FIG. 1 shows a block layout of a web printing press with a color-measurement and control system (CCS) which measures the resultant print, and controls the spray heads of dampening system (only one of 8 such systems shown, one each for the upper and lower plates of 4 print units).
FIG. 2 shows a colorbar printed on the web which is read by the CCS.
FIG. 3 is a flowchart of a control algorithm which regulates water flow in the respective zones.
Referring to FIG. 1, a printing system 10 for printing a multi-color image upon a substrate or web 12 is illustrated. In the preferred embodiment, four printing units 14, 16, 18, and 20 each print one color of the image upon the web 12. This type of printing is commonly referred to as web offset printing. Each print unit 14, 16, 18 and 20 includes an upper blanket on cylinder 22, an upper printing plate on cylinder 24, a lower blanket on cylinder 26, and a lower printing plate on cylinder 28. In printing system 10, colors 1, 2, 3, and 4 on units 14, 16, 18, and 20 respectively, are typically black (K), cyan (C), magenta (M), and yellow (Y). The location of printing units 14, 16, 18, and 20 relative to each other is determined by the printer, and may vary.
The system 10 also includes a series of 24 to 36 keys (not shown) that control the application of ink to the plate cylinders 24 and 28. Each key controls the application of ink across an approximately 1.5 inch wide section of the plate cylinders 24 and 28. A change of key position will result in a change in the amount of ink applied to the corresponding area of the plate cylinders 24 and 28, and therefore a change in the ink density exhibited in this area. System 10 also includes a camera assembly 36 in optical communication with the web 12.
The calculation of the optical density of the printed image is performed as follows. The camera assembly 36 includes an illumination system 38 and an image recording device 40. Additionally, printing system 10 includes a camera positioning unit 34, a control system computer 32, and a web stabilizer 39.
In general operation, the camera positioning unit 34 moves the camera assembly 36 to a first position on the web 12. A printed image is illuminated by the illumination system 38 and the image recording device 40 records an image signal through lens 50 which is representative of the printed image within the field of view 56.
The illumination system 38 is synchronized with the movement of the web 12 such that the recorded image signal includes a portion of the color bars. The computer 32 may be of the conventional type including a Pentium microprocessor and PC architecture. Computer 32 includes random access memory 33 (semiconductor memory and/or disk drive storage) and image capture circuitry 48 which interface with the camera assembly 36.
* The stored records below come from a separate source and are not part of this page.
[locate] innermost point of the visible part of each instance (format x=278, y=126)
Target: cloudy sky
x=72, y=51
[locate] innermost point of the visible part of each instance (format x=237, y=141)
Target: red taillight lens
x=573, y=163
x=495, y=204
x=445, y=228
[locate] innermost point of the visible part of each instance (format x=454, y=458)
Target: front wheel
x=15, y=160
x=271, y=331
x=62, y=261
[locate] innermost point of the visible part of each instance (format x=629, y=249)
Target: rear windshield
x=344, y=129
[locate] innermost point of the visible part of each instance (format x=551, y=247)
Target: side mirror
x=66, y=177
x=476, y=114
Computer 32 is connected to camera positioning unit 34 by serial communication 54, and computer 32 sends control signals to the camera positioning unit 34. The camera positioning unit 34 is mechanically coupled to camera assembly 36 and moves the camera assembly 36 in a direction perpendicular to the web motion, termed the lateral direction (X-axis). The purpose of moving the camera assembly 36 across the web 12 is to allow selective image recording of lateral portions of the printed image on web 12. The camera assembly 36 records the printed image within the field of view 56 for various positions of the camera assembly 36 across the web 12. Web 12 is moving in the Y direction so that circumferential or Y-axis positioning by unit 34 is not necessary because the timing of the strobe light in the illumination system 38 effectively provides circumferential positioning relative to moving web 12.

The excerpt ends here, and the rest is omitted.